Shah Naqsybandi (qs) berkata, ”Inilah syaikhmu, Syaikh Sharafuddin (qs), dialah yang menarik binatang itu,” dan beliau melanjutkan, ”Tahukah kau siapakah binatang itu?” Grandsyaikh menjawab, ”Ya Sayyidi, anda lebih tahu.” Shah Naqsybandi (qs) berkata, ”Binatang itu adalah Iblis.”
Syaikh Sharafuddin (qs) adalah salah satu awliya yang jarang ditemui. Beliau dimakamkan di Rasyadiyya yang terletak di luar kota Istanbul, disebuah tempat bernama Yalova dekat tepi laut. Jadi, orang-orang yang berkunjung ke Istanbul, ada baiknya naik bis dan berziarah ke makam beliau; ini satu arah menuju Bursa dan mengunjungi makam Sayyidina Syaikh Sharafuddin (qs). Dan disanalah Syaikh Abu Muhammad al-Madani (qs) dimakamkan, keduanya. Dan ada lagi yang lain yaitu Sayyid Jamaluddin al-Ghumuqi al-Husayni (qs) dimakamkan di Istanbul. Jadi, 3 orang awliyaullah dari Naqsybandi ada disana.
Beliau [Shah Naqsybandi (qs)] berkata,”Inilah gurumu, syaikhmu. Perhatikan apa yang dilakukannya.
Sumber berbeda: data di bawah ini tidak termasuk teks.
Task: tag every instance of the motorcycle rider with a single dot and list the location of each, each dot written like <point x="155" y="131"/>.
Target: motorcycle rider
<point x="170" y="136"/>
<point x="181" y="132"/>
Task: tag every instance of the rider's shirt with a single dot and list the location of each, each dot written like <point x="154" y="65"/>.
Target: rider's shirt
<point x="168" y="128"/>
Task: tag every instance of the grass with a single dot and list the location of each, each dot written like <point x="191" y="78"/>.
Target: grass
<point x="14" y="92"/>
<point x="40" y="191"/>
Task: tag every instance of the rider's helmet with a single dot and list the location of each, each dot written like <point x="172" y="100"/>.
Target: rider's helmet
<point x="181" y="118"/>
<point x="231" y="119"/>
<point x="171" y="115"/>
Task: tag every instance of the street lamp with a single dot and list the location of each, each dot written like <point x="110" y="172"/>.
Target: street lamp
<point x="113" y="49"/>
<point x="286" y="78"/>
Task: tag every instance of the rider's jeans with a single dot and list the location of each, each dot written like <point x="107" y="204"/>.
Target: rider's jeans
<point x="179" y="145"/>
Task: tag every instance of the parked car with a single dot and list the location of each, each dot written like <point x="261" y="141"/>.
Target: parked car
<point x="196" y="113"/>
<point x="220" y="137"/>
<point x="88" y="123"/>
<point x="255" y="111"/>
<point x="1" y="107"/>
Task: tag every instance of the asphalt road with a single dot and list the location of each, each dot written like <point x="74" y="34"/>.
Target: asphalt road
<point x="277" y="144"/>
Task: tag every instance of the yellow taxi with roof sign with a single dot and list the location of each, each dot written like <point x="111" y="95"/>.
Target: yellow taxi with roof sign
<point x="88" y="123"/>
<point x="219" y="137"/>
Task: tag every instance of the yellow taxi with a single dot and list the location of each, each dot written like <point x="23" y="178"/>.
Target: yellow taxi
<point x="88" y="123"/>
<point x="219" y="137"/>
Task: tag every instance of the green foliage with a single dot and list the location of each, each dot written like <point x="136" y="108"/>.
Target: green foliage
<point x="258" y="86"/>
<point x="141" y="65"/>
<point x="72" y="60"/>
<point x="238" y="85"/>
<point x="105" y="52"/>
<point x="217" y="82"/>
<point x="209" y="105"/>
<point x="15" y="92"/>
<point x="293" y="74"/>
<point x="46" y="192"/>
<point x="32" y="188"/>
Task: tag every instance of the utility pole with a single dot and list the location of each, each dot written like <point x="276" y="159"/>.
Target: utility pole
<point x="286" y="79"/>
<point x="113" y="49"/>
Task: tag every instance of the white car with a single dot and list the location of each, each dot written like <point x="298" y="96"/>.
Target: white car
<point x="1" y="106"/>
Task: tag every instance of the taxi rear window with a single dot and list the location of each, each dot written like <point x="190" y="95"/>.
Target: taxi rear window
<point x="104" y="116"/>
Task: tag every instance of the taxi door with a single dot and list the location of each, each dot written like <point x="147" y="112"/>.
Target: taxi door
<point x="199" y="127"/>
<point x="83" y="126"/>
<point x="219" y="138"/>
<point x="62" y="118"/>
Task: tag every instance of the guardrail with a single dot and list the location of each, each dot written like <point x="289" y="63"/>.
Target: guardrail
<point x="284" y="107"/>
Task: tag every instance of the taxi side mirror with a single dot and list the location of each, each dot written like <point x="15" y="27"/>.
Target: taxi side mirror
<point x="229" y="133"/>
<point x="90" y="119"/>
Tidak seorang wali pun mencapai levelnya.” Dia, Allah swt telah memberikan otoritas kepada sang Nabi (saw) dan sang Nabi (saw) memberikannya. Dan salah seorang yang mewarisi rahasia beliau (saw) dan awliyaullah mewarisi rahasia berbeda yang dimiliki semua orang yang mereka warisi dari sang Nabi (saw), semua orang mengambil dari sang Nabi (saw) sebagaimana Sayyidina Muhammad al-Busayri berkata, “imma gharfan min al-bahri aw rashfan min ad-diyami - semua orang mengambil dari sang Nabi (saw) baik dari samudera dengan sebuah kendi besar atau setangkup kecil air yang diambil dengan tangan-tangan mereka.” Semua orang [awliya] mewarisinya dari sang Nabi (saw). Beliau [Shah Naqsybandi (qs)] berkata, “Allah swt memberikan dia apa yang tidak diberikan kepada awliya lain dan Dia memberinya untuk memiliki Iblis dibawah kakinya. Dan tiap 24 jam, siapapun yang terhubung dengan thariqah Naqsybandi, terutama pada jalur Rantai Emas, selama mereka berkata berasal dari thariqah Naqsybandi, Sayyidina Syaikh Sharafuddin (qs) mempunyai hak, ijin yang diberikan oleh sang Nabi (saw) untuk membuang semua dosa mereka kepada Iblis. Tiap 24 jam seluruh dosa mereka akan dibuang ke Iblis dan mereka akan datang sebagai anak yang baru lahir, suci, tanpa dosa.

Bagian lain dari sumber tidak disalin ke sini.